Over a third (37%) of Brits avoid investing any of their savings, compared to 40% in 2015, even though investing has "never been easier", Columbia Threadneedle Investments has stated.
The firm’s Investor Confidence Tracker found that while the average monthly amount saved has risen from around £354 in 2015 to £480 currently, the proportion of people not investing remains "stubbornly unchanged".
Furthermore, 61% of Brits have said that investing is confusing and difficult to understand, compared to 44% in 2015.
Meanwhile, 74% would still rather choose an investment that is simple and easy to understand, than something they don’t fully understand, even if it may deliver lower returns. This compares to 68% in 2015.
Columbia Threadneedle stated that although the market has performed well over the past decade, the findings highlight that most savers remain worried about losing money and are unwilling to take any level of risk in the stock market.
Almost three quarters (74%) are concerned about losing money from investments, and in avoiding investment risk, many are ignoring the threat of inflation, which remains high and continues to erode the real value of savings over time.
Head of direct Columbia Threadneedle Investments, Ross Duncton, said: "The number of people who don’t invest in stocks and shares remains high – with little change over the last ten years. Over the same period, we’ve seen significant market growth - meaning millions of people may have missed out on potential returns, and recently high inflation has eroded the value of their cash savings.
"Regardless of any potential ISA reforms on the horizon, the key will be ensuring savers of all ages and stages feel confident when it comes to investing and have a better understanding of the benefits, alongside the risks, of long-term investing in the stock market."
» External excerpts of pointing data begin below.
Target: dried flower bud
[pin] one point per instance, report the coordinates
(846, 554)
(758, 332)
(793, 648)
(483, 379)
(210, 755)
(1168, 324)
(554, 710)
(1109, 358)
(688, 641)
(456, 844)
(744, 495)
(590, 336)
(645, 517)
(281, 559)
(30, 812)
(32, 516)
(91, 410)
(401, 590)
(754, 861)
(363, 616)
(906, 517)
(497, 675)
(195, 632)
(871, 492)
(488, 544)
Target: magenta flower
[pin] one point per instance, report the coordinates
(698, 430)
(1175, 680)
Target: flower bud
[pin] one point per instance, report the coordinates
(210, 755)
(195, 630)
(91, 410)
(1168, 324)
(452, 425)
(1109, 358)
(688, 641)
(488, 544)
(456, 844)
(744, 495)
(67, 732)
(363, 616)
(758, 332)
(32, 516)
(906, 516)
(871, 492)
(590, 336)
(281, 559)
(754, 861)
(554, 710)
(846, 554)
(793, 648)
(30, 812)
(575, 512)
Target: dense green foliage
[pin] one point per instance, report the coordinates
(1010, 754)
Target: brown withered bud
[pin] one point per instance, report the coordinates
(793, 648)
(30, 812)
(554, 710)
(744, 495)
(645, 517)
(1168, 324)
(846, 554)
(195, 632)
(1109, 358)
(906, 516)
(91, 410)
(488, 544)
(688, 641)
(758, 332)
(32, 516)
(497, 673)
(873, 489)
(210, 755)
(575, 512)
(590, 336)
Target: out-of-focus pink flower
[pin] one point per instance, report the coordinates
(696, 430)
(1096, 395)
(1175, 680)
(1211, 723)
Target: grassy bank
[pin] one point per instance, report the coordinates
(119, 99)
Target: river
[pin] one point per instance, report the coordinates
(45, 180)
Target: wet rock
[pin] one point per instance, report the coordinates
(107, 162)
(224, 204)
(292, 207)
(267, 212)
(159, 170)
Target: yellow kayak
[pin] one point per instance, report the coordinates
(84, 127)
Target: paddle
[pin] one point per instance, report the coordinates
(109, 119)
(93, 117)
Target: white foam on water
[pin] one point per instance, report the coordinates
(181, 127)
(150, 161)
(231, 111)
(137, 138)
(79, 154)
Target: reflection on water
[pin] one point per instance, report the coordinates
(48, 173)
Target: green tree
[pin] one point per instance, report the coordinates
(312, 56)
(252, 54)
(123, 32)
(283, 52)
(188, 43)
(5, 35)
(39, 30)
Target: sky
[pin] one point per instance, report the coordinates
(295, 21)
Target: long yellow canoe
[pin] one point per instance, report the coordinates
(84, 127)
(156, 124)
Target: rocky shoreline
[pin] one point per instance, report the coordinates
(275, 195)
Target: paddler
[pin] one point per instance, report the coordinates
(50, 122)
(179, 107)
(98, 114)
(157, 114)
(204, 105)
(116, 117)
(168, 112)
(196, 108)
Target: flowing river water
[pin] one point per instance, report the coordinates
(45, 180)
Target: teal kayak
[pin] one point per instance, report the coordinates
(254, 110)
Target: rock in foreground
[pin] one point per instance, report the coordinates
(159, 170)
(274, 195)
In order to close the confidence gap and encourage more people to save, Columbia Threadneedle highlighted three areas that should require more focus.
These include financial education in secondary schools (70%), a simplification of how products are explained (38%) and an increase in the use of social media and blogs for investment information, with 31% of savers using these tools for guidance.
Duncton concluded: "Our research shows that there is no one silver bullet to bridge the confidence gap between cash savings and investing, but ongoing efforts to provide clear, simple, consistent and accessible guidance remains crucial. The findings also point to the importance of financial education starting at an earlier age, alongside more open conversations to help build confidence and knowledge."